De la búsqueda al encuentro
Su encuentro con el yoga no fue una decisión planeada. Como muchos, Lossio inició su búsqueda de bienestar probando distintas actividades: gimnasio, natación y running. «Primero me metí al gimnasio… y lo odié. Realmente, qué lugar tan odioso”, recuerda. No se sintió cómodo en un ambiente competitivo donde —dice— “todo era pura pose, puro ego, todo el mundo viéndose en el espejo”. Esa incomodidad lo llevó a buscar algo distinto, un espacio donde la calma tuviera un lugar.

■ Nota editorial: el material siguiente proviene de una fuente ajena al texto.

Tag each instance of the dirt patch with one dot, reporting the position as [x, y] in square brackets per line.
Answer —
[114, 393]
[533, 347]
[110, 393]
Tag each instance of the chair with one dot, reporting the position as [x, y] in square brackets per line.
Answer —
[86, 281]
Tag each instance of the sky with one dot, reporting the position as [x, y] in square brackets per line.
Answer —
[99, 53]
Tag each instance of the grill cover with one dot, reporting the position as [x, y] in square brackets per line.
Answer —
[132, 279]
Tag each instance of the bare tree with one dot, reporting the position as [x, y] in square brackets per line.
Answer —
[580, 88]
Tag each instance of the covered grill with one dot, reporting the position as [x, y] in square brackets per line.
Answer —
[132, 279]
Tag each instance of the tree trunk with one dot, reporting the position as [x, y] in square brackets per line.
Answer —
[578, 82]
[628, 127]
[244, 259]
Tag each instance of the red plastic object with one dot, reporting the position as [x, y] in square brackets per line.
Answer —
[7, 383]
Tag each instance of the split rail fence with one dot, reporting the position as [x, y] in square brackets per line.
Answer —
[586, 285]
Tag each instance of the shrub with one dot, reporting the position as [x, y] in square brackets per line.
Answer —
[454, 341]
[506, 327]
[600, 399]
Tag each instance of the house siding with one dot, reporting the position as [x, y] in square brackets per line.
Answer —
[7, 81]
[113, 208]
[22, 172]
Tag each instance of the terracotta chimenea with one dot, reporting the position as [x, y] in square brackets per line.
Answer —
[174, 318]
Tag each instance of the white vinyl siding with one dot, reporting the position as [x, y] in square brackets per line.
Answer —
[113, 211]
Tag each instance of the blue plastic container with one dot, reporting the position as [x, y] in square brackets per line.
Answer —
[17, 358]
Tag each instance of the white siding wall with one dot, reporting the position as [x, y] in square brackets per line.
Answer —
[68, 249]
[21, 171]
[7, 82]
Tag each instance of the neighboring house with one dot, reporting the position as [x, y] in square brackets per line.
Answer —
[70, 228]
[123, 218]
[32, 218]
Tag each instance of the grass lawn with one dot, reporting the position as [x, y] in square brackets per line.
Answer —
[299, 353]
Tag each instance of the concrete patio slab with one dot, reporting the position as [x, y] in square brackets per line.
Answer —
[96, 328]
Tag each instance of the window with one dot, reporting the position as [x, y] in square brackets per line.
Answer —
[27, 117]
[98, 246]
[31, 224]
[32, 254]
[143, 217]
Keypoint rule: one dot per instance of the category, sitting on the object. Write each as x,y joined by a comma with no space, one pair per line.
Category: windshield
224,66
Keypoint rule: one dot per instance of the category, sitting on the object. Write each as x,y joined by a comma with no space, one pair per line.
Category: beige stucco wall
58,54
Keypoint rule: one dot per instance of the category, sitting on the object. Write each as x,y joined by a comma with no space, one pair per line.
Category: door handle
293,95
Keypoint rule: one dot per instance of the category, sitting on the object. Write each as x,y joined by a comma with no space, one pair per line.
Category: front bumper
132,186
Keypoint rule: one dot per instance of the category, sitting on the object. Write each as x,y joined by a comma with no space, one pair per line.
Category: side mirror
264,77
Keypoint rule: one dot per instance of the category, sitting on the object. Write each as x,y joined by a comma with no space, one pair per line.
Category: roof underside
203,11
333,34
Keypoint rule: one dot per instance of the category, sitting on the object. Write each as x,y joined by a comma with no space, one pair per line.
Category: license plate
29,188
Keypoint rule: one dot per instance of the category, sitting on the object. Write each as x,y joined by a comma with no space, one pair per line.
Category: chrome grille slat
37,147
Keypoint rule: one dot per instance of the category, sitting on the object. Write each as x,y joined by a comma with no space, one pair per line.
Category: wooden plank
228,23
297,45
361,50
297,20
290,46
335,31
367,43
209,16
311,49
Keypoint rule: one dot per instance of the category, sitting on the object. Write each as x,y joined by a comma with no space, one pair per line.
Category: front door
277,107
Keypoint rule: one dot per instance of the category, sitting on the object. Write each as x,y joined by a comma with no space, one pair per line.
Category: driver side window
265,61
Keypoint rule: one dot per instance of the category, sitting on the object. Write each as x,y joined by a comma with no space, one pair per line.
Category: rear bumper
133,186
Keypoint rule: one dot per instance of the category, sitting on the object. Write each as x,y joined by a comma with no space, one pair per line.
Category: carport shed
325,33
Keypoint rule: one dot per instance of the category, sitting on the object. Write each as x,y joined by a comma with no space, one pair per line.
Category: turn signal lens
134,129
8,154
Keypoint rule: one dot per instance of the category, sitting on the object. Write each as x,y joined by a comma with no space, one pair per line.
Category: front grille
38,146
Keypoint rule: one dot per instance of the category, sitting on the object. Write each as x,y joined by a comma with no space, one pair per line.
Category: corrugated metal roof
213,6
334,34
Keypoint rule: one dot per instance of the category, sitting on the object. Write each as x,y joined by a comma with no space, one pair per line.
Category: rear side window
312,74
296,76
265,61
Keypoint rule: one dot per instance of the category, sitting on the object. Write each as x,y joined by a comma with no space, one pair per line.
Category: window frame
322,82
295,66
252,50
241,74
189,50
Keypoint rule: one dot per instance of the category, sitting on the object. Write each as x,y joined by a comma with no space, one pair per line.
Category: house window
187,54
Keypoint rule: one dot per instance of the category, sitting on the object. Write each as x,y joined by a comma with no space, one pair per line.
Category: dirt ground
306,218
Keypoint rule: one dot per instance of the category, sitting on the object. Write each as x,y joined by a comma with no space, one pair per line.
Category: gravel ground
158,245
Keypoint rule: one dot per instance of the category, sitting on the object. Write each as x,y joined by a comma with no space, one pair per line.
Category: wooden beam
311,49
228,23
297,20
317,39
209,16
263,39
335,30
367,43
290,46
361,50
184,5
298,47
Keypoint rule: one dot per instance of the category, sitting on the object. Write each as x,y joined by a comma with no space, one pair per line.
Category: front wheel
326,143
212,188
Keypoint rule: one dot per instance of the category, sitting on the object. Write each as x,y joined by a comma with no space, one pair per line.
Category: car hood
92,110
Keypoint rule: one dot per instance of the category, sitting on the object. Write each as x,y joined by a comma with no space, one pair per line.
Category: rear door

“Pensé en el yoga y busqué algo cerca de mi casa. Me encontré con el Bikram y me gustó mucho”, cuenta. Así, hace unos catorce años, descubrió el hot yoga, una modalidad que se practica en ambientes con temperaturas cercanas a los 40 grados. “Al comienzo impacta mucho, pero luego te vuelves adicto al calor. Lo buscas porque extrañas esa sensación”, explica.
Un espacio para desconectar
Hoy, Lossio practica casi todos los días, una hora muy temprano, antes de dirigirse al campus de la PUCP o al Instituto Riva-Agüero. Esa hora se ha vuelto un ritual personal: un momento de desconexión total. “El yoga me ayuda a desconectar de estar todo el día con el teléfono, con correos, con problemas. Ahí no hay celular, no hay nada. Es el único momento en que realmente me desconecto”.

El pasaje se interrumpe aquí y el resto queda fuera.